Radiation Pressure

Electromagnetic waves transport energy. To remind ourselves of that fact, all we have to do is to go to the beach on a sunny day and stay there for a while without sunscreen. The warmth that we feel on our skin (and the sunburn ...) is, as everybody knows, due to the sunlight. And the sunlight is nothing but electromagnetic waves. Thus electromagnetic waves transport (= radiate) energy from the surface of the Sun to the surface of Earth.

But with the energy that electromagnetic waves carry, there also is momentum. Maxwell showed that if electromagnetic radiation falls on an object during a time interval $\Delta$t, and if the energy absorbed by the object from the electromagnetic radiation is U, then the magnitude of the momentum delivered to the object is

\[ \rm \mathbf{p = \frac{U}{c}} \] (for total absorption of U)

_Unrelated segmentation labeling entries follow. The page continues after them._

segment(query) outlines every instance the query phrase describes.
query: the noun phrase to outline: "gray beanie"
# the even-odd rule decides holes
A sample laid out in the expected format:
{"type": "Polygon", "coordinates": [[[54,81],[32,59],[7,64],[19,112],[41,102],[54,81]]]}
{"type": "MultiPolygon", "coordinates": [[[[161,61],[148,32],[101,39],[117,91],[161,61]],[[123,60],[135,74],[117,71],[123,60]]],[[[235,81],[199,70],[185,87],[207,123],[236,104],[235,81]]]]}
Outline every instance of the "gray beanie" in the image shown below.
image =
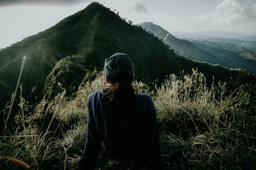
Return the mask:
{"type": "Polygon", "coordinates": [[[121,73],[127,75],[125,79],[131,82],[133,80],[132,61],[127,54],[116,53],[106,59],[104,71],[109,78],[111,81],[115,82],[124,78],[120,76],[121,73]]]}

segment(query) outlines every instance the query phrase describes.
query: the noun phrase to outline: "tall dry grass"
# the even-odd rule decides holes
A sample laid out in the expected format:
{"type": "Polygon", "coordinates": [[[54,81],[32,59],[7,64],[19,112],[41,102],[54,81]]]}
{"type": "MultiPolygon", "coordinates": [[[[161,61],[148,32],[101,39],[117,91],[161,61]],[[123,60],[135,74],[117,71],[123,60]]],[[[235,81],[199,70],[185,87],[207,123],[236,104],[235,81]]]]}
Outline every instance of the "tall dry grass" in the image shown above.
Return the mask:
{"type": "MultiPolygon", "coordinates": [[[[0,153],[35,169],[70,168],[68,158],[82,153],[86,139],[87,99],[104,85],[104,77],[98,75],[81,84],[70,99],[59,83],[62,92],[52,101],[42,99],[34,110],[20,98],[17,127],[13,133],[0,137],[0,153]]],[[[132,85],[136,92],[153,97],[164,169],[254,168],[256,121],[243,107],[250,96],[228,94],[223,83],[209,87],[204,74],[196,71],[180,78],[170,75],[156,84],[154,92],[141,82],[132,85]]],[[[104,152],[97,161],[100,169],[127,169],[130,166],[122,160],[109,160],[104,152]]],[[[1,169],[20,167],[0,159],[1,169]]]]}

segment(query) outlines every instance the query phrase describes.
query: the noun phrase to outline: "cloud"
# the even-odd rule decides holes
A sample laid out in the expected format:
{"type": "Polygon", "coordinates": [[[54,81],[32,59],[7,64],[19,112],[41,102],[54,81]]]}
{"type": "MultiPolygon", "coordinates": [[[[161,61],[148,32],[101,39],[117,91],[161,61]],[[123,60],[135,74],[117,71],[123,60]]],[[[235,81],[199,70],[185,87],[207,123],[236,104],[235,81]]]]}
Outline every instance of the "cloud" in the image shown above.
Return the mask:
{"type": "Polygon", "coordinates": [[[0,7],[22,5],[67,6],[88,3],[90,0],[0,0],[0,7]]]}
{"type": "Polygon", "coordinates": [[[216,10],[199,16],[195,20],[219,24],[256,21],[256,3],[252,4],[245,0],[224,0],[217,4],[216,10]]]}
{"type": "Polygon", "coordinates": [[[135,5],[132,6],[132,9],[138,13],[145,13],[148,14],[148,10],[144,4],[141,3],[136,3],[135,5]]]}

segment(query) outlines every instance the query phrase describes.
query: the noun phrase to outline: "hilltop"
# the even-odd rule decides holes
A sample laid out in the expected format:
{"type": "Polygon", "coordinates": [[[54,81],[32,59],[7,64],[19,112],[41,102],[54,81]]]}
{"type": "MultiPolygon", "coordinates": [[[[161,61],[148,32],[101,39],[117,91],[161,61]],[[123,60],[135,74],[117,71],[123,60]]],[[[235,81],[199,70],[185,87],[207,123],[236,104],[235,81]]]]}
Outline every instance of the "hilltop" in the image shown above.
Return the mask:
{"type": "Polygon", "coordinates": [[[87,74],[102,70],[104,61],[116,52],[134,62],[135,79],[161,81],[166,74],[198,68],[211,82],[228,81],[239,74],[220,66],[188,60],[170,50],[158,38],[128,24],[109,9],[93,3],[56,25],[0,52],[1,108],[13,92],[24,55],[27,61],[20,82],[23,96],[33,103],[58,94],[58,84],[71,95],[87,74]]]}

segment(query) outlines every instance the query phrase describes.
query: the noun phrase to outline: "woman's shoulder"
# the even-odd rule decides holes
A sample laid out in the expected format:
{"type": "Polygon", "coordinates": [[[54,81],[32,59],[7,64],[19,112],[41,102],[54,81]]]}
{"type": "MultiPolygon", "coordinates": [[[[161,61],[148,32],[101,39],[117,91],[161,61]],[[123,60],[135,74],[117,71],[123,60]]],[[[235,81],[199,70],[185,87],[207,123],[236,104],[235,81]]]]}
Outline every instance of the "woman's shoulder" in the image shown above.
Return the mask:
{"type": "Polygon", "coordinates": [[[101,91],[100,90],[97,90],[93,92],[91,96],[89,97],[88,101],[95,100],[97,99],[100,99],[100,96],[102,95],[101,91]]]}

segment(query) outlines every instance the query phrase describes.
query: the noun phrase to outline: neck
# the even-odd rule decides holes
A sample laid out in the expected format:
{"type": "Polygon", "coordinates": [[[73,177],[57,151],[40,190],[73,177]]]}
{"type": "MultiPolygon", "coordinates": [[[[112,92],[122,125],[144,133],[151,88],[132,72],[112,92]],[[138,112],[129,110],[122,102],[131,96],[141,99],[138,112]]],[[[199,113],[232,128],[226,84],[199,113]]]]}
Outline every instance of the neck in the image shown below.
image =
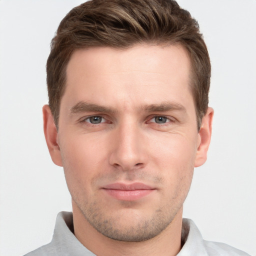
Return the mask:
{"type": "Polygon", "coordinates": [[[98,256],[175,256],[181,249],[182,208],[172,222],[160,234],[139,242],[114,240],[98,232],[73,204],[74,234],[88,250],[98,256]]]}

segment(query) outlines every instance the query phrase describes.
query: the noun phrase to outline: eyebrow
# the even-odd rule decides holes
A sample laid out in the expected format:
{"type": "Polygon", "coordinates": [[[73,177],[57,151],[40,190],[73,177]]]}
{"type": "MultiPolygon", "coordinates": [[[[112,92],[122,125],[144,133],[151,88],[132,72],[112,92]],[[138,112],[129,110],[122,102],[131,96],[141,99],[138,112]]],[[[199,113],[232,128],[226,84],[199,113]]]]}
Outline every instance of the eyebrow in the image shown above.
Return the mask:
{"type": "Polygon", "coordinates": [[[70,110],[71,114],[84,112],[102,112],[104,113],[114,114],[116,111],[111,108],[85,102],[79,102],[70,110]]]}
{"type": "Polygon", "coordinates": [[[151,104],[143,106],[142,108],[146,112],[165,112],[170,110],[186,112],[186,109],[182,105],[176,102],[164,102],[160,104],[151,104]]]}
{"type": "MultiPolygon", "coordinates": [[[[140,108],[146,112],[165,112],[170,110],[178,110],[186,112],[185,108],[176,102],[164,102],[160,104],[150,104],[143,106],[140,108]]],[[[98,112],[114,114],[118,110],[108,106],[81,101],[70,109],[70,114],[76,114],[86,112],[98,112]]]]}

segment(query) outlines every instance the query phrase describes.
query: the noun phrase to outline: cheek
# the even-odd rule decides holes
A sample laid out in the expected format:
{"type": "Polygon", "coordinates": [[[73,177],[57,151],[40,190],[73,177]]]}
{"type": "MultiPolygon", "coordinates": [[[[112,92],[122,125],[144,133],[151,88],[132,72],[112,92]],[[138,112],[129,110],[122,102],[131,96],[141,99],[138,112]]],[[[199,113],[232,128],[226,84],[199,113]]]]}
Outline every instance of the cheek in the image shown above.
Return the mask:
{"type": "Polygon", "coordinates": [[[166,196],[186,198],[191,184],[196,154],[196,139],[188,138],[180,134],[168,134],[160,141],[152,143],[152,164],[164,178],[166,196]],[[158,145],[157,146],[156,145],[158,145]]]}
{"type": "MultiPolygon", "coordinates": [[[[102,148],[104,148],[96,140],[84,136],[73,136],[62,140],[60,145],[63,167],[70,190],[72,188],[88,190],[88,186],[102,168],[102,162],[106,159],[102,148]],[[84,137],[84,138],[83,138],[84,137]]],[[[71,191],[70,191],[71,192],[71,191]]]]}

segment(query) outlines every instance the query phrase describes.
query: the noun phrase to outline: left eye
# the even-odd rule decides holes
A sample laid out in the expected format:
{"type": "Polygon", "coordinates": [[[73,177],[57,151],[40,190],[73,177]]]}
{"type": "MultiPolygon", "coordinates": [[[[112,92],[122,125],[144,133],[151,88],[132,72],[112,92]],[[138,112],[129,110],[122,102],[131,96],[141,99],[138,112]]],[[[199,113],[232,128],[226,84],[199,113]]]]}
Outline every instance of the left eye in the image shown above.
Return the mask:
{"type": "Polygon", "coordinates": [[[105,120],[105,119],[100,116],[90,116],[90,118],[86,118],[84,120],[84,122],[90,122],[94,124],[100,124],[105,120]]]}
{"type": "Polygon", "coordinates": [[[151,119],[150,121],[156,124],[166,124],[170,120],[169,118],[166,116],[155,116],[151,119]]]}

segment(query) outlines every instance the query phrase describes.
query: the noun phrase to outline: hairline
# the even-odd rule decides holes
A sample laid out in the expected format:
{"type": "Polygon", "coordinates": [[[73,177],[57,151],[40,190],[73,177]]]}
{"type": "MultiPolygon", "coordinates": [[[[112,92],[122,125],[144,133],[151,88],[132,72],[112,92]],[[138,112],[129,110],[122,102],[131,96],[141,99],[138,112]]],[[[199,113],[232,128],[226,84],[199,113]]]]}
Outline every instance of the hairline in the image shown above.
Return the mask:
{"type": "Polygon", "coordinates": [[[186,46],[186,44],[182,44],[180,41],[176,42],[174,40],[172,42],[170,40],[169,42],[166,42],[166,40],[164,40],[164,42],[161,42],[160,40],[158,39],[158,40],[148,40],[146,41],[144,40],[142,42],[136,42],[134,44],[131,44],[130,45],[128,46],[108,46],[104,44],[102,44],[102,45],[96,45],[94,46],[84,46],[78,48],[74,48],[72,51],[69,52],[69,54],[68,56],[68,58],[66,60],[64,63],[64,66],[63,68],[62,72],[62,76],[63,78],[63,84],[61,90],[61,94],[60,96],[59,103],[58,106],[58,108],[56,110],[55,108],[55,112],[54,113],[52,112],[52,116],[54,116],[54,120],[55,122],[55,124],[56,128],[57,128],[57,130],[58,130],[58,120],[60,118],[60,104],[62,102],[62,98],[65,93],[65,90],[66,87],[67,86],[66,84],[66,78],[67,78],[67,74],[66,70],[68,68],[68,63],[70,62],[70,58],[74,54],[75,52],[80,50],[89,50],[92,48],[108,48],[112,49],[114,49],[116,50],[126,50],[130,49],[134,47],[135,47],[137,46],[145,44],[148,46],[158,46],[162,47],[168,47],[169,46],[180,46],[183,48],[186,54],[188,54],[188,56],[190,60],[190,75],[189,75],[189,88],[190,90],[190,92],[192,94],[192,98],[193,98],[193,102],[194,102],[194,108],[196,110],[196,124],[198,126],[198,130],[199,131],[200,128],[201,121],[202,118],[202,116],[200,116],[200,112],[198,112],[199,110],[198,110],[198,108],[196,106],[196,95],[194,95],[194,92],[196,90],[196,70],[193,68],[193,58],[191,56],[191,54],[190,51],[188,50],[186,46]],[[56,112],[56,110],[58,110],[58,112],[56,112]]]}

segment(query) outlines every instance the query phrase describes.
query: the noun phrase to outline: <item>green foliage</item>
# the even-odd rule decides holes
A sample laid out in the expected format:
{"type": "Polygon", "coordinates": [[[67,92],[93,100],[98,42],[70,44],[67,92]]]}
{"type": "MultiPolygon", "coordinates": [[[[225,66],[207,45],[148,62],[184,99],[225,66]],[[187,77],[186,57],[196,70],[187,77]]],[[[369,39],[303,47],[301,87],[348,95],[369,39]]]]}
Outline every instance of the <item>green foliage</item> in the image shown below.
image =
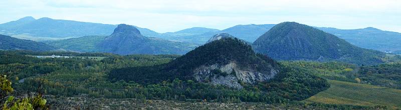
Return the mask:
{"type": "Polygon", "coordinates": [[[362,66],[359,73],[363,83],[401,89],[401,62],[362,66]]]}
{"type": "Polygon", "coordinates": [[[305,24],[284,22],[254,42],[257,52],[277,60],[341,61],[372,65],[384,62],[385,54],[351,44],[334,35],[305,24]]]}
{"type": "Polygon", "coordinates": [[[193,80],[194,69],[202,65],[226,64],[235,62],[239,67],[268,73],[278,66],[274,60],[255,54],[250,46],[237,38],[224,38],[205,44],[164,64],[112,70],[110,79],[132,80],[140,84],[163,80],[193,80]]]}
{"type": "Polygon", "coordinates": [[[337,104],[385,106],[388,108],[401,108],[401,90],[365,84],[329,80],[330,88],[306,102],[337,104]]]}
{"type": "Polygon", "coordinates": [[[8,94],[14,91],[14,89],[11,86],[11,81],[7,78],[6,75],[0,76],[0,88],[2,88],[2,92],[8,94]]]}
{"type": "Polygon", "coordinates": [[[101,50],[97,46],[107,36],[85,36],[67,40],[45,42],[49,45],[73,51],[96,52],[101,50]]]}
{"type": "Polygon", "coordinates": [[[0,34],[0,50],[26,50],[48,51],[56,48],[42,42],[0,34]]]}
{"type": "Polygon", "coordinates": [[[315,75],[326,79],[355,82],[359,67],[341,62],[314,62],[306,61],[284,61],[284,65],[302,68],[315,75]]]}
{"type": "Polygon", "coordinates": [[[8,99],[3,103],[2,110],[48,110],[48,106],[46,105],[46,100],[42,98],[41,94],[39,94],[33,98],[22,98],[21,99],[15,100],[15,96],[10,96],[11,92],[14,92],[14,88],[11,86],[12,82],[8,79],[7,76],[2,74],[0,76],[0,96],[2,100],[4,98],[8,97],[8,99]]]}

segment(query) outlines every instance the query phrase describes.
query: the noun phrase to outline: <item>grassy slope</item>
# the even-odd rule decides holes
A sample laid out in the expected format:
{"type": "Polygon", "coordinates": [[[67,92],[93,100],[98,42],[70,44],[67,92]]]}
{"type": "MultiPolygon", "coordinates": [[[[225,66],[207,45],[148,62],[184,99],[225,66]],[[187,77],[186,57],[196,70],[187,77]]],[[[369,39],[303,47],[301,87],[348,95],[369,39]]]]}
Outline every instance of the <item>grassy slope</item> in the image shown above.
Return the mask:
{"type": "Polygon", "coordinates": [[[305,100],[325,104],[385,105],[401,108],[401,90],[368,84],[329,80],[331,86],[305,100]]]}

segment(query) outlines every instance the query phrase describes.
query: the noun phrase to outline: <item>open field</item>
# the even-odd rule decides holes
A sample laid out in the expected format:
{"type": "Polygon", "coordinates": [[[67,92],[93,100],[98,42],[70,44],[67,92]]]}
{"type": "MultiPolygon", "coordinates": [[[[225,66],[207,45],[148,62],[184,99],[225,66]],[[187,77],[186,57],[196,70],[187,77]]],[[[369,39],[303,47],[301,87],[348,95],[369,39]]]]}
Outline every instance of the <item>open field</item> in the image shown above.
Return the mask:
{"type": "Polygon", "coordinates": [[[401,108],[401,90],[329,80],[331,87],[304,101],[358,106],[383,105],[401,108]]]}

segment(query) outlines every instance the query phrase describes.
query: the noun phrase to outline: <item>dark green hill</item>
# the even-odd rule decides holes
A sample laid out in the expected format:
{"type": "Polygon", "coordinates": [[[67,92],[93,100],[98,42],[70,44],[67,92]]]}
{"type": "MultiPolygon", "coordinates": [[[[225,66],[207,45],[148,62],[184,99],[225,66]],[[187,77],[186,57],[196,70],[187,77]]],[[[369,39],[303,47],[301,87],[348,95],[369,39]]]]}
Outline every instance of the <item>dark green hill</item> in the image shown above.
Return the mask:
{"type": "Polygon", "coordinates": [[[134,26],[121,24],[98,46],[102,52],[120,54],[182,54],[196,45],[145,37],[134,26]]]}
{"type": "Polygon", "coordinates": [[[219,96],[234,96],[268,103],[301,100],[329,86],[325,80],[303,68],[277,64],[232,38],[200,46],[167,64],[114,69],[108,78],[148,85],[143,86],[168,86],[171,94],[181,97],[218,100],[219,96]],[[197,92],[217,96],[206,98],[197,92]]]}
{"type": "MultiPolygon", "coordinates": [[[[113,33],[113,30],[116,27],[117,25],[55,20],[49,18],[36,20],[27,16],[0,24],[0,34],[43,40],[86,36],[108,36],[113,33]]],[[[146,28],[135,27],[146,36],[155,37],[161,34],[146,28]]]]}
{"type": "Polygon", "coordinates": [[[363,64],[383,62],[385,54],[295,22],[278,24],[254,42],[256,52],[278,60],[339,60],[363,64]]]}
{"type": "Polygon", "coordinates": [[[56,49],[44,43],[21,40],[0,34],[0,50],[24,50],[34,51],[48,51],[56,49]]]}
{"type": "Polygon", "coordinates": [[[43,42],[49,45],[68,50],[80,52],[99,52],[102,50],[97,46],[106,36],[85,36],[67,40],[43,42]]]}
{"type": "Polygon", "coordinates": [[[372,27],[355,30],[316,28],[343,38],[359,47],[381,52],[401,51],[401,33],[372,27]]]}
{"type": "Polygon", "coordinates": [[[231,38],[222,38],[199,46],[167,64],[149,68],[152,68],[150,72],[137,70],[126,72],[133,72],[132,74],[118,72],[110,75],[143,82],[179,78],[215,84],[221,83],[213,76],[222,75],[225,78],[237,80],[230,86],[240,86],[237,84],[238,80],[251,84],[267,80],[278,72],[275,61],[255,54],[250,45],[231,38]]]}

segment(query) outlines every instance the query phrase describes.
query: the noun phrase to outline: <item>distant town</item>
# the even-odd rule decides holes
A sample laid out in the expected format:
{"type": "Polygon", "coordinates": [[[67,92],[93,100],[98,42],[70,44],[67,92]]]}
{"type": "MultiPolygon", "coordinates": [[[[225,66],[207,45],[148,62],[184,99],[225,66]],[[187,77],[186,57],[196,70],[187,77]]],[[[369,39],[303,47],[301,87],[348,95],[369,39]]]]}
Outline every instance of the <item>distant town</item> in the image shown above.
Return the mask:
{"type": "Polygon", "coordinates": [[[103,58],[107,58],[104,56],[56,56],[56,55],[52,55],[52,56],[29,56],[33,57],[36,57],[37,58],[81,58],[82,59],[91,59],[91,60],[103,60],[103,58]]]}

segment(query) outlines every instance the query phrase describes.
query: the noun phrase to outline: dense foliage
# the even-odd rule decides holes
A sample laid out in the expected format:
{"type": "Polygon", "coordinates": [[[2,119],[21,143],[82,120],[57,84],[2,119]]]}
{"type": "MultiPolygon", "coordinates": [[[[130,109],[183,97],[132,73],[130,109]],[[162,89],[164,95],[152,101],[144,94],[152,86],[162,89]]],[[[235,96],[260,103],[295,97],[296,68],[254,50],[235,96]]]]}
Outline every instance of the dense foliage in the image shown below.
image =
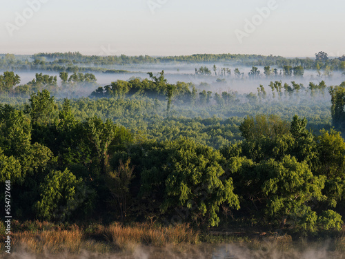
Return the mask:
{"type": "Polygon", "coordinates": [[[37,74],[21,101],[10,97],[20,78],[1,76],[9,95],[0,104],[0,182],[11,181],[14,216],[340,229],[345,144],[331,120],[342,130],[344,83],[273,81],[271,93],[239,95],[149,76],[57,100],[48,90],[96,88],[96,78],[61,72],[59,86],[37,74]]]}

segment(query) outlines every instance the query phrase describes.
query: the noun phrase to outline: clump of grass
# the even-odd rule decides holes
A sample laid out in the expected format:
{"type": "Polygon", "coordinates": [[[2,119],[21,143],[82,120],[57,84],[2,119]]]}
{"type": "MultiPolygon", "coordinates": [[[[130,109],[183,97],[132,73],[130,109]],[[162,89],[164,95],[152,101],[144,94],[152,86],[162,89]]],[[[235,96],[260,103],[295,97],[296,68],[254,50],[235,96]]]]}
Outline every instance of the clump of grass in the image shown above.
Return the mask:
{"type": "Polygon", "coordinates": [[[345,252],[345,236],[338,238],[334,242],[334,249],[339,252],[345,252]]]}
{"type": "Polygon", "coordinates": [[[133,244],[151,244],[155,247],[181,242],[196,244],[199,242],[199,236],[188,224],[164,227],[149,224],[124,226],[119,223],[112,224],[105,228],[103,235],[108,241],[122,250],[132,249],[133,244]]]}
{"type": "Polygon", "coordinates": [[[79,229],[48,231],[40,233],[23,231],[12,235],[14,249],[24,249],[28,252],[41,253],[48,251],[57,253],[63,251],[79,253],[81,250],[82,233],[79,229]]]}

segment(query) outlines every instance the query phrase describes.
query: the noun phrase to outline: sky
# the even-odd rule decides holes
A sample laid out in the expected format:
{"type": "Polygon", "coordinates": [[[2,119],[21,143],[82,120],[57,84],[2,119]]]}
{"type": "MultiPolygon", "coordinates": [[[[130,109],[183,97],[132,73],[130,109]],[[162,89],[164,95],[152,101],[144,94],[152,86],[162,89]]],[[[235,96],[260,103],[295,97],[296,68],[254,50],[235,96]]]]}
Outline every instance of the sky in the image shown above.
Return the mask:
{"type": "Polygon", "coordinates": [[[345,55],[343,0],[0,3],[0,53],[345,55]]]}

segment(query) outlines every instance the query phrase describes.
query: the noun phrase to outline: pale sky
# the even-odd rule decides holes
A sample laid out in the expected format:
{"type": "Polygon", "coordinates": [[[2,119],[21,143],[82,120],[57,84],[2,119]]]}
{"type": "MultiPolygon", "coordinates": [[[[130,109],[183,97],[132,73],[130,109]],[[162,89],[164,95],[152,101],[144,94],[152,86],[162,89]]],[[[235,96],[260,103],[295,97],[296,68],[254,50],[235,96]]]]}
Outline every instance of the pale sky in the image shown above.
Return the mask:
{"type": "Polygon", "coordinates": [[[344,0],[0,3],[0,53],[241,53],[301,57],[314,57],[322,50],[328,56],[345,54],[344,0]],[[246,26],[246,21],[256,25],[246,26]]]}

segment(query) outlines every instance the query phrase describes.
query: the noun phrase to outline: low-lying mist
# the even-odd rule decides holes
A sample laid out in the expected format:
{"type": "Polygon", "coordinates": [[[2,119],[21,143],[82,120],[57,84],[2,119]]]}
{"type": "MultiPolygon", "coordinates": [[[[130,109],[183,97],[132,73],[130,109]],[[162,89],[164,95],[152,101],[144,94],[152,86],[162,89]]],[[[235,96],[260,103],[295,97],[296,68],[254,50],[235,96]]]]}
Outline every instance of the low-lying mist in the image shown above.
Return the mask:
{"type": "Polygon", "coordinates": [[[99,253],[83,251],[79,254],[68,252],[59,254],[34,255],[25,251],[3,254],[0,258],[12,259],[338,259],[344,258],[342,251],[334,251],[327,244],[317,247],[315,244],[304,243],[291,247],[286,244],[282,247],[276,241],[260,241],[253,243],[224,244],[152,247],[133,245],[130,251],[116,253],[99,253]]]}
{"type": "MultiPolygon", "coordinates": [[[[225,75],[221,68],[226,65],[224,64],[216,64],[216,71],[213,70],[213,65],[201,64],[159,64],[157,65],[128,65],[116,67],[126,70],[132,71],[132,73],[105,73],[95,72],[92,73],[97,81],[97,86],[104,86],[110,84],[112,81],[117,80],[128,80],[132,77],[139,77],[141,79],[149,78],[148,72],[152,72],[155,75],[157,73],[164,70],[165,77],[170,84],[176,84],[177,81],[192,82],[195,86],[200,85],[201,83],[209,84],[209,90],[220,93],[223,91],[233,90],[238,93],[249,93],[250,92],[256,93],[257,88],[260,84],[265,88],[271,81],[282,81],[282,84],[285,83],[290,84],[292,81],[295,81],[298,84],[303,84],[304,87],[308,87],[310,82],[318,84],[322,80],[326,82],[328,86],[339,85],[343,81],[345,81],[345,76],[339,71],[332,72],[331,76],[325,76],[321,71],[320,75],[316,70],[306,70],[303,77],[284,77],[282,75],[266,77],[264,74],[264,67],[258,67],[260,73],[257,76],[250,77],[248,75],[252,67],[249,66],[228,66],[227,67],[231,71],[231,75],[225,75]],[[210,71],[212,71],[211,75],[196,75],[195,69],[200,66],[207,67],[210,71]],[[240,75],[235,75],[235,70],[238,68],[240,75]]],[[[0,71],[0,74],[3,71],[0,71]]],[[[21,77],[21,84],[25,84],[34,78],[36,73],[42,73],[44,75],[49,75],[57,77],[57,84],[61,84],[59,77],[59,73],[51,71],[14,71],[21,77]]],[[[279,72],[280,73],[280,72],[279,72]]],[[[72,73],[70,73],[70,75],[72,73]]],[[[97,87],[90,86],[90,87],[83,85],[81,87],[75,87],[74,89],[66,90],[59,93],[58,97],[83,97],[89,96],[97,87]]],[[[204,89],[201,89],[204,90],[204,89]]],[[[205,89],[206,90],[206,89],[205,89]]]]}

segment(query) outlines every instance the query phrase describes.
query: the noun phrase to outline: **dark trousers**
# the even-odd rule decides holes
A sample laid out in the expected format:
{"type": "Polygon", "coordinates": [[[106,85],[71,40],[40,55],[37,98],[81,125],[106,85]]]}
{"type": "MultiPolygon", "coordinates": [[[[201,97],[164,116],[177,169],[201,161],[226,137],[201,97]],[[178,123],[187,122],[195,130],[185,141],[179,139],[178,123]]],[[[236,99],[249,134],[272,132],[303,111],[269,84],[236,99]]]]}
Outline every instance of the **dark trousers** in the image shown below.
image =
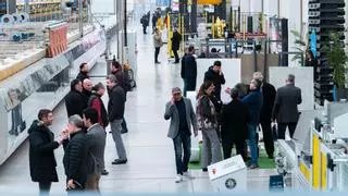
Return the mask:
{"type": "Polygon", "coordinates": [[[128,133],[128,127],[127,127],[127,123],[126,120],[123,118],[123,121],[121,123],[122,126],[122,132],[121,133],[128,133]]]}
{"type": "Polygon", "coordinates": [[[154,62],[159,62],[160,47],[154,48],[154,62]]]}
{"type": "Polygon", "coordinates": [[[297,122],[278,123],[278,139],[285,139],[286,127],[289,128],[290,137],[294,137],[297,122]]]}
{"type": "Polygon", "coordinates": [[[39,182],[40,195],[49,195],[52,182],[39,182]]]}
{"type": "Polygon", "coordinates": [[[174,58],[175,58],[175,63],[178,63],[181,61],[181,59],[178,58],[177,50],[173,50],[173,53],[174,53],[174,58]]]}
{"type": "Polygon", "coordinates": [[[263,143],[265,151],[268,152],[269,157],[273,157],[274,154],[274,138],[271,127],[271,120],[265,120],[260,122],[262,127],[262,134],[263,134],[263,143]]]}
{"type": "Polygon", "coordinates": [[[173,139],[173,143],[174,143],[174,150],[175,150],[176,173],[183,174],[188,170],[188,162],[191,156],[190,135],[185,133],[179,133],[173,139]],[[183,156],[183,151],[184,151],[184,156],[183,156]]]}
{"type": "Polygon", "coordinates": [[[245,151],[246,142],[243,139],[235,140],[235,142],[232,139],[222,142],[222,149],[224,151],[224,159],[231,158],[233,145],[236,146],[237,155],[240,155],[244,160],[247,160],[246,151],[245,151]]]}
{"type": "Polygon", "coordinates": [[[196,91],[196,78],[184,79],[184,97],[186,97],[187,91],[196,91]]]}

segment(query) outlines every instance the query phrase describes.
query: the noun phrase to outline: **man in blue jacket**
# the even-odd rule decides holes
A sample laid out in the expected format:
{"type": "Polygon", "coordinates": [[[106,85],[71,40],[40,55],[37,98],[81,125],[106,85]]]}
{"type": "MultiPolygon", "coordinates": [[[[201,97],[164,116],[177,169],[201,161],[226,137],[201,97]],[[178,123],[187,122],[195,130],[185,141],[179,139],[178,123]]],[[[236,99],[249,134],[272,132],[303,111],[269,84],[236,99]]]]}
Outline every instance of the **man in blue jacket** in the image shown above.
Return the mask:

If the electromagnetic wave is totally reflected by the object, then the momentum delivered to the object is

\[ \rm \mathbf{p = \frac{2U}{c}} \] (for total reflection of U)

The reason that the momentum is a factor of two bigger in the second case is that the object needs to reverse the momentum of the incoming radiation and thus receives a bigger recoil.

The momentum change of the object means that a force is exerted on it. The force divided by the surface area exposed to the radiation then gives us the pressure.

In carefully controlled experiments, this radiation pressure can be measured, in particular if one uses laser light as the electromagnetic radiation.

Radiation pressure can also be seen in the tails of comets. Due to the radiation pressure the comets' tails always point away from the sun.